人生中總是要麵對一些不情願的事情的,不過等真正開始之後,或許會發現沒有像之前想象中那麼困難。
他相信春野醫生會憑借自己優秀的醫療忍術,獲得眼裏隻有血繼限界的宇智波族人真正的尊重。
一開始或許會很難。
宇智波一族有多麼排外,身為族長他當然清楚,可既然站在時代的浪尖上,他們也需要作出改變。
看她年齡這麼小,宇智波斑一開始在心裏設定的條件就打折了許多。
“不會和你現在的生活有太大改變的。”他向她承諾。
宇智波斑並不要求她直接參與戰爭或者上戰場,但要在戰時做到留在族地,隨時待命。除此以外就是要對宇智波的一切保密,不得向其他人透露族地內部規劃地圖,其他的他也不會對這個外族人透露太多。
至於寫輪眼的事情,他現在還沒有完全信任她。隻有徹底了解知道她是個可信的人之後,他才會考慮眼睛的問題。
春野櫻鬆了口氣:“所以目前要做的,就隻是晚上在宇智波族地內居住,對吧?”
黑發男人點頭:“暗殺的最佳時機在夜晚。”
為了讓她看起來是意外之死,下手絕對不會選擇任何時間都可能有人上門看病的白天,況且這條商業街的人流量也太大了。
粉發醫生握在手裏的毛筆又轉了一圈。
說實話,她是不怎麼願意和宇智波牽扯上太多關係的,可現在自己又沒有什麼別的選擇。
就當做是搬了次家,小櫻勸說自己。
“好吧。”她聽到自己說。
宇智波斑滿意道:“你每日來往於城鎮的路上,我會專門派人保護你的安全。”
有一段路要穿過森林,他還是不太放心,好不容易到手的醫療忍者,必須要精心保護才行。
春野櫻張了張嘴,最後還是沒有對宇智波斑的話做出反駁——先不說要花費多少口舌解釋自己並不需要專門的保護,反正最後他肯定不會同意的。
要是他知道她的真正實力,抓她上戰場可就壞了,得不償失。
宇智波斑站起來,依舊禮貌客氣:“那就不多打擾了,春野醫生。今天晚上我會親自來接你去族地,回見。”
說完,他也不再掩飾自己的忍者身份,身影閃了一下就消失不見了。
春野櫻無奈地盯著前方虛空的某一點,這麼正常的宇智波斑……還真是讓人不適應啊。
隨即,她想起有關宇智波一族和寫輪眼的事情。
宇智波帶土也好,佐……那個誰也好,都是在情感上受到巨大刺激才會越發偏執、陷入黑暗,在瞳力上也就更上一層,通常都是和親近之人的變故有關。

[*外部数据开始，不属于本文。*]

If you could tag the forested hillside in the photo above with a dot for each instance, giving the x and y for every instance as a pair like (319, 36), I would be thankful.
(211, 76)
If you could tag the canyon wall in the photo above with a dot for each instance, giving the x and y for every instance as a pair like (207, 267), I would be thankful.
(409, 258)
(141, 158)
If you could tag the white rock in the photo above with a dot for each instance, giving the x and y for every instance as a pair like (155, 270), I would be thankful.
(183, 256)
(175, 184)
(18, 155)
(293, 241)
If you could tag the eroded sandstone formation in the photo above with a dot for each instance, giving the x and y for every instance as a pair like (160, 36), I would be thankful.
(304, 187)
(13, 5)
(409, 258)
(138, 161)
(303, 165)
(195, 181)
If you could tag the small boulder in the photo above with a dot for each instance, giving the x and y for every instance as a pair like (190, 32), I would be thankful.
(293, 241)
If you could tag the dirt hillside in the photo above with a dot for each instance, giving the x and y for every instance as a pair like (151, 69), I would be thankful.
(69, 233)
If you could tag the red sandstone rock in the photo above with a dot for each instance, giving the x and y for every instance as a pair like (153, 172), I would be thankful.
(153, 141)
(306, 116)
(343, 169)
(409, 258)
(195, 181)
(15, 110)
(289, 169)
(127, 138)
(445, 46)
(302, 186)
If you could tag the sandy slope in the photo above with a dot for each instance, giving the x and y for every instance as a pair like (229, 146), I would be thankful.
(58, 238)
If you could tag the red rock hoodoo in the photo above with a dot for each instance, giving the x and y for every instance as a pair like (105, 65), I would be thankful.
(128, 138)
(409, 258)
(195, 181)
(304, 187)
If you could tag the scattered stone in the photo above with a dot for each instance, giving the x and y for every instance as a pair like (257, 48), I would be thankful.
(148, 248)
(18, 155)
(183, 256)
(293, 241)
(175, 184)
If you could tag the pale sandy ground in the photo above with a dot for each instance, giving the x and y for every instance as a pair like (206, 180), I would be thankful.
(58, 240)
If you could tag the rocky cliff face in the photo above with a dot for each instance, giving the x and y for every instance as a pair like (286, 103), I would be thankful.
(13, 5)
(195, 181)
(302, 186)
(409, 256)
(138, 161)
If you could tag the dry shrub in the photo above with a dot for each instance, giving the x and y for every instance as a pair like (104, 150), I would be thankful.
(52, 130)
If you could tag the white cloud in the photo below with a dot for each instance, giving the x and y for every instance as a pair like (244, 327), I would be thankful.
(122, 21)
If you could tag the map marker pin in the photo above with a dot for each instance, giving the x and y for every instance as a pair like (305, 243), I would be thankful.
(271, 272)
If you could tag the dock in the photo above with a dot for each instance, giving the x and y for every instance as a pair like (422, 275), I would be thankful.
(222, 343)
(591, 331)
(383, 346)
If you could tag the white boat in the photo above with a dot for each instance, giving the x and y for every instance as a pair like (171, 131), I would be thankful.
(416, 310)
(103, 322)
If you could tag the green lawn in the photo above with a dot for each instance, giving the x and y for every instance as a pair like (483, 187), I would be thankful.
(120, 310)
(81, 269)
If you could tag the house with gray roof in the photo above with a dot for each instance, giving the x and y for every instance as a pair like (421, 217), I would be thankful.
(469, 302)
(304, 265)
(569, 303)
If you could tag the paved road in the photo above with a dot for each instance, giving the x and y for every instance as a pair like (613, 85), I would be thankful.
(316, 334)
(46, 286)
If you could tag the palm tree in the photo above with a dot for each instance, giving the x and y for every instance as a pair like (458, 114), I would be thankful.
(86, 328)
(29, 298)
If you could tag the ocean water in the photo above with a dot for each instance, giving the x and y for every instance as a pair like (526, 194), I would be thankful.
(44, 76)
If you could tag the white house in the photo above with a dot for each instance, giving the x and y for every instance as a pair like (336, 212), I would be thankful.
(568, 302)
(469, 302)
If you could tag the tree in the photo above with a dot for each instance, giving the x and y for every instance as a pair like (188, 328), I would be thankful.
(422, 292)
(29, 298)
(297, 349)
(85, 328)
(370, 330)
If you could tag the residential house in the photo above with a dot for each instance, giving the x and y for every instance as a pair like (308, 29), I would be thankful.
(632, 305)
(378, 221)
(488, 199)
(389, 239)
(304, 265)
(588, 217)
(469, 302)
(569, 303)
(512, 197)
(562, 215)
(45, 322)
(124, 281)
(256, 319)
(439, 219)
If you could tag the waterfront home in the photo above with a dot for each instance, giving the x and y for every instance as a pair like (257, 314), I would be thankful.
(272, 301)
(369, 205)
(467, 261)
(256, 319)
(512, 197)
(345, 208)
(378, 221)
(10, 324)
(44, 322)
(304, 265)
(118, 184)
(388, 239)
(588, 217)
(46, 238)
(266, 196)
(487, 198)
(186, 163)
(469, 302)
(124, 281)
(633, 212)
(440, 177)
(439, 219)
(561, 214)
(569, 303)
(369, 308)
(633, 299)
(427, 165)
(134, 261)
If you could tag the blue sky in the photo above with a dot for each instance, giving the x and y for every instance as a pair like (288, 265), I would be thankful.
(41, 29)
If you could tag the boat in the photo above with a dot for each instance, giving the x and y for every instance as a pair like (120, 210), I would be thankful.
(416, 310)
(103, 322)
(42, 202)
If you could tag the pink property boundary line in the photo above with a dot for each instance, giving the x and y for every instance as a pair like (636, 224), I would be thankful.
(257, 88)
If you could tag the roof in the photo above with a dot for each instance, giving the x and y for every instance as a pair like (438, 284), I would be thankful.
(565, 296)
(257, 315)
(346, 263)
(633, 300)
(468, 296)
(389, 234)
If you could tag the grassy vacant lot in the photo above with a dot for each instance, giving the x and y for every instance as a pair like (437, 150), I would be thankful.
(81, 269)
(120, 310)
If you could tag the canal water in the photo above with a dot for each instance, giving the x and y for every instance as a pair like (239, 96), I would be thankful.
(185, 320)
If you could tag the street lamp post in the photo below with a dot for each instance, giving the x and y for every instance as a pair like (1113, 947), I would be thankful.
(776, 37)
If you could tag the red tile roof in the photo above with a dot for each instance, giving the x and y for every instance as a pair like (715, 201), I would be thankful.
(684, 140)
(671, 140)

難道說……宇智波斑現在還沒有經曆那個讓他發瘋非要實現無限月讀的那個變故?
這就令人十分好奇了。
春野櫻隻知道千手和宇智波共同建立木葉,之後宇智波斑叛逃,後攜帶九尾襲擊木葉。中間都發生了什麼……那個誰好像是知道的,隻是夢裏自己當時認為那都是過去那麼久遠的事情,和她也沒關係,就沒有多問。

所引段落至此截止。